Митя покраснел. Это стало заметно даже в полусумраке коридора.
— Не нужно смущаться, молодой человек, — улыбнулся Раш, передавая начальнице фарфоровую паштетницу. — Вы разошлись при своих с испанским корветом, имея под командой лишь коммерческую щхуну и пятерых моряков.
— Четверых, если не считать самого шкипера, — поправил Барахсанов, пытаясь насадить на вилку оливку. — Юнгу мы взяли только перед этим плаванием.
— Четверых! — повторил Раш, салютуя шкиперу оловянной кружкой с вином. — И вы еще скромничаете!
— Давайте выпьем за это! — Галина Ивановна тоже подняла кружку, а за ней и остальные.
— Команда того корвета слегла от лихорадки, а частью уже кормила рыб, — сказал Митя. — Так что не велика победа.
— Ха! — отмахнулся Раш и сделав большой глоток, вытер усы рукавом. — Эти мелочи мало кто вспомнит. А вот то, что шхуна выручила товарищей, отогнав боевой корабль, вот это впишут в анналы.
Что интересно, Барахсанова нисколько не смущала приписываемая «Незеваю» сомнительная победа над испанцами, но не задевало его и то, что все почести доставались Мите. Ведь уйди он сам завтра со шхуны, эту историю с ним связывать вовсе не будут.
— За тех, кто в пути! — произнёс Митя традиционный тост.
— За тех кто в пути! — все подняли вновь наполненные кружки.
Застолье продолжилось с новой силой.
Жизнь на борту установилась на редкость размеренной и спокойной. Большое число не чуждых морю людей (а гвардейцев в обязательном порядке обучали морским премудростям) позволяло спокойно проходить вахты. Множество глаз присматривало за горизонтом, за небом, за ветрами, не желая пропустить удар стихии, а если возникала необходимость в быстрой перестановке парусов, всегда находилась пара-другая лишних рук. Дело упрощала привычка гвардейцев к чистоте и порядку, так что палубу «Незевая» миновала участь быть захламленной и заплеванной, как не редко случалось с везущими пассажиров торговцами.

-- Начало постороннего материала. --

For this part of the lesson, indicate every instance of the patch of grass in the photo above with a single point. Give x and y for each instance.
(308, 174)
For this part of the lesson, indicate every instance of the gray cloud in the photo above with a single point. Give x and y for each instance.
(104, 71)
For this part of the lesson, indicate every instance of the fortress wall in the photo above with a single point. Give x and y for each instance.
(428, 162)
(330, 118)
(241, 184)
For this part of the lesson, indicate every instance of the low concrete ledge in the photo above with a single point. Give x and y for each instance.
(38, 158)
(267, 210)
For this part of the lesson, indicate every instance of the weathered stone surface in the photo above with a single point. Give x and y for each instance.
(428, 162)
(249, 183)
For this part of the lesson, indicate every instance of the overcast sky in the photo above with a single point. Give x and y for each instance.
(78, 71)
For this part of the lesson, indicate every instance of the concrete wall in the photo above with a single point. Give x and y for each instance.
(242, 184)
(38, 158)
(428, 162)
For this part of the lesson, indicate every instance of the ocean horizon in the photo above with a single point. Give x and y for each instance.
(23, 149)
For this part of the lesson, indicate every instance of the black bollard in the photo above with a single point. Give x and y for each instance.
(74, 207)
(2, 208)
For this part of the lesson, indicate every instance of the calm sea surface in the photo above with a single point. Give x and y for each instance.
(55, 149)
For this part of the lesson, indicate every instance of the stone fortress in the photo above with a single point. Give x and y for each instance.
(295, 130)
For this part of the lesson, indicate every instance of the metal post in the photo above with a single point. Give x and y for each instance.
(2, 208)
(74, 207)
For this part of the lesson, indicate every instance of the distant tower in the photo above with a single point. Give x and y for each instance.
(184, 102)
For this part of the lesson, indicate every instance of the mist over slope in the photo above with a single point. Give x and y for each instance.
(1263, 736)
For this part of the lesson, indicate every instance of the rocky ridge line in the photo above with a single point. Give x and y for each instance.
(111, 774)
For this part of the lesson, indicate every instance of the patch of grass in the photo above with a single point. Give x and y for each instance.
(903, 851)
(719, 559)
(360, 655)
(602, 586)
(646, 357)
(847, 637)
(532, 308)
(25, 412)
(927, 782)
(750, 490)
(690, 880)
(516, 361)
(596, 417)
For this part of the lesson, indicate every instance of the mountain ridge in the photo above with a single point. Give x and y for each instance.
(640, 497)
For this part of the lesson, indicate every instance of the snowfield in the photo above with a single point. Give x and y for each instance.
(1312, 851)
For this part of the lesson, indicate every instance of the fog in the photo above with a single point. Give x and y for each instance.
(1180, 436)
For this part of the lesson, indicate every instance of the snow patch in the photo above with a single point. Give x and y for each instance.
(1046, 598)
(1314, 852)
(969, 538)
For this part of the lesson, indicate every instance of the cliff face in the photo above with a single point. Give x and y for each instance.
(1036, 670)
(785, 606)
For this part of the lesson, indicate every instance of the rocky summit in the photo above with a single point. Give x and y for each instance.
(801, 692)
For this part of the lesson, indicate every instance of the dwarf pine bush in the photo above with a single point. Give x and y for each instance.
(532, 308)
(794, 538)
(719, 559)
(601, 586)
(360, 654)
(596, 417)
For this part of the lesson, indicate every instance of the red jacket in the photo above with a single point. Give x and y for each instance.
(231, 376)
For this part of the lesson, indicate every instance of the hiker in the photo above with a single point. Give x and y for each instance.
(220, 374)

Почти не снижая скорости шхуна пересекла полосу пассатов. Здесь погода менялась чаще и паруса приходилось переставлять по нескольку раз на день. Зачастили дожди, но волнение даже утихло. Низкие облака и постоянный ливень точно придавливали волны, разглаживали их. Во всяком случае валы выглядели гораздо менее крутыми и высокими, чем раньше. Хотя при порывах ветра с них иногда сдувало белую пену. Команда с пассажирами набирали дождевую воду в пустые бочки, а затем использовала её для стирки или купания. Питьевая вода находилась под особым контролем. После многих недель плавания она подходила к концу и приобретала не слишком здоровый вид. Резерв в запаянных железных бочках Митя пока не трогал.
Недалеко от Тайваня они повстречали флотилию из трех кораблей, что шли встречным курсом на северо-восток. Корпуса их скрывала линия горизонта, но судя по парусам это были европейские корабли. И довольно крупные. Брамсели к востоку от Кантона поднимали лишь голландцы, следующие в Нагасаки, или идущие в Акапулько испанцы, а также редкие экспедиции других европейских держав. Ни бостонские торговцы пушниной, ни китобои, ни шхуны Эскимальта, ни русские зверобои верхних парусов не несли.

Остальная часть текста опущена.